Turning off overcommit so that a program that wants to spawn a child will end up
requiring double it's memory (for the time between the fork and the exec) is
likely to cause programs to fail when they don't need to.

I'd be surprised if fork and exec worked that way. After a fork the two
processes share the same physical pages (see the notes on fork()
manpage), and overcommit applies to physical ram, not virtual.

No, Overcommit says that you can have more virtual RAM than physical RAM + swap. That's what overcommit is.

So when you fork a process, it takes double the memory with overcommit off than it does with overcommit on.
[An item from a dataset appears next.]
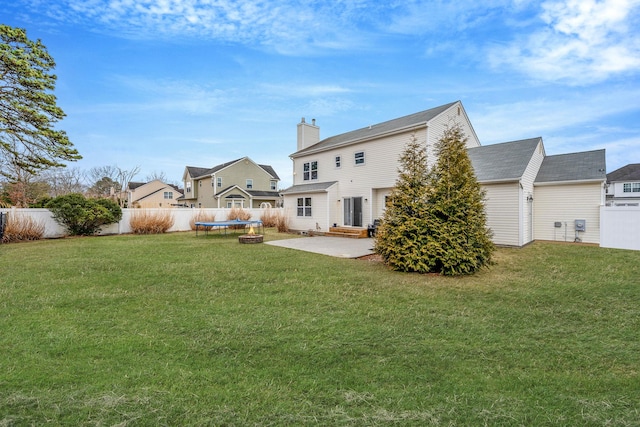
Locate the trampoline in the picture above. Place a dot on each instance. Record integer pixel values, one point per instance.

And unlike desktops, you can't just say "allocate a lot of swap" to
cover this up.

The same argument works the other way as well. A process using more
memory than the available in the router will force some other
(arbitrary) process to be killed. Unlike desktops you can't just say
"allocate a lot of swap" to cover this up.

What you _can_ do, is tell to the process that uses more memory than the
existing one, that there is no memory left.

But turning overcommit off doesn't tell a process that uses more memory than the existing one that there is no memory left, it tells the first process that tries to allocate memory after it runs out that there is no memory left.

This could be the process that's using an unusual amount of memory, or it could be sshd allocating a buffer to use to log.

Even if it gets the right process, you are assuming that the programs properly check for errors after anything that allocates memory. This is very commonly not the case, so you still get random failures.